Organ transplantation is the treatment of choice for end-stage-organ failure. The supply of organs, however, is limited, resulting in prolonged waiting times with many patients dying or becoming too ill to be transplanted. Aging demographics have incrementally affected the deceased donor population with older donors showing the by far largest proportional increase. Organs from older donors are, at the same time, underutilized, frequently discarded or not even considered.
The most obvious strategy that may close the gap between demand and supply may thus be an optimized utilization of older organs from deceased donors.
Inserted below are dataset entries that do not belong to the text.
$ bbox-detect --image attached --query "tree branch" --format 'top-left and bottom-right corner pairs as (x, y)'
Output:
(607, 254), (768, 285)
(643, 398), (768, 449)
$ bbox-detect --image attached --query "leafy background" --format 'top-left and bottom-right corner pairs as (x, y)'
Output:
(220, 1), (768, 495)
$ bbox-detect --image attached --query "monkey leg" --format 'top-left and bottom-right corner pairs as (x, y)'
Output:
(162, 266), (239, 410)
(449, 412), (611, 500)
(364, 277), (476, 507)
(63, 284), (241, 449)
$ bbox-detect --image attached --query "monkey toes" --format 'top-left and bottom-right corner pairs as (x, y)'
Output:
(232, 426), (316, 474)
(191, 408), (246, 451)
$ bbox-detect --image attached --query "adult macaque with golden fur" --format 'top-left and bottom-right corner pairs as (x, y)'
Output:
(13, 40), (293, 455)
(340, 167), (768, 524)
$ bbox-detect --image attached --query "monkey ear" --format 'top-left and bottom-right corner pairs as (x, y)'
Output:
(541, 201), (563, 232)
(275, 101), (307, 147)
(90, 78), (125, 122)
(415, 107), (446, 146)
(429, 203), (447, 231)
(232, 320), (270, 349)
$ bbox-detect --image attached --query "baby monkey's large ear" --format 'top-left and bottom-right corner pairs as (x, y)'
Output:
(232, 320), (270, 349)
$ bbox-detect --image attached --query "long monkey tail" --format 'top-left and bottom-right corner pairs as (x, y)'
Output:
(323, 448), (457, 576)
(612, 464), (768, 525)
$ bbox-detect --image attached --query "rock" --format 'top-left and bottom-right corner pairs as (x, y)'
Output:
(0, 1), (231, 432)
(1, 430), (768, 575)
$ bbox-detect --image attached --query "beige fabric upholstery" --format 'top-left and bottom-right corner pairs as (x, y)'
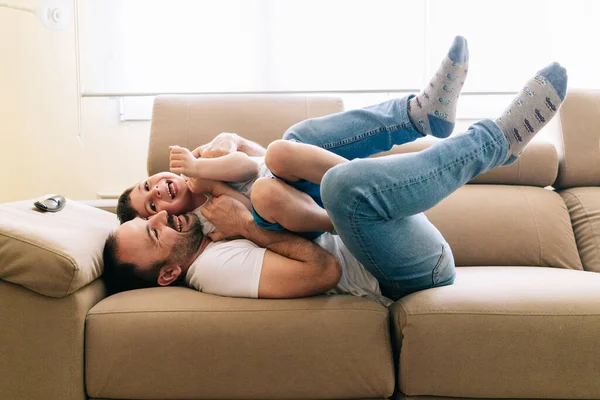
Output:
(424, 185), (583, 270)
(80, 199), (117, 214)
(391, 266), (600, 399)
(148, 95), (344, 175)
(377, 138), (558, 187)
(0, 199), (118, 298)
(560, 187), (600, 272)
(553, 89), (600, 189)
(396, 396), (574, 400)
(86, 287), (394, 400)
(0, 279), (106, 400)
Increased donor age, at the same time poses a significant risk for adverse outcomes including more frequent rejections due to an augmented immunogenicity in aging. Most relevantly, older organs have shown compromised long-term graft outcomes with inferior graft survival rates in addition to increased rates of chronic allograft dysfunction in kidney, heart, and lung transplantation.
Senescent cells accumulate with aging and have been identified as critical in driving the immunogenicity of older organs linked to the accumulation of cell-free mitochondrial DNA that accelerate alloimmune responses. Recent evidence also suggests that senescent cells can induce a senescent phenotype in adjacent cells, a potential mechanism on how the engraftment of older organs may facilitate the spread of senescence. Depletion of senescent cells, at the same time, has been shown to ameliorate a wide range of age-associated disabilities and diseases.
Characteristically, senescent cells secrete a myriad of pro-inflammatory, soluble molecules as part of their distinct secretory phenotype that have been shown to drive senescence and age-related co-morbidities. Preliminary data show that the transplantation of old organs limits the physical reserve of recipient animals. Here, we introduce potential mechanisms and consequences of prompting bystander senescence and discuss clinically relevant aspects of senescent cell spread when transplanting older organs. Although speculative, age-disparate transplantation may also provide unique opportunities as the transplantation of young organs may contribute to rejuvenation.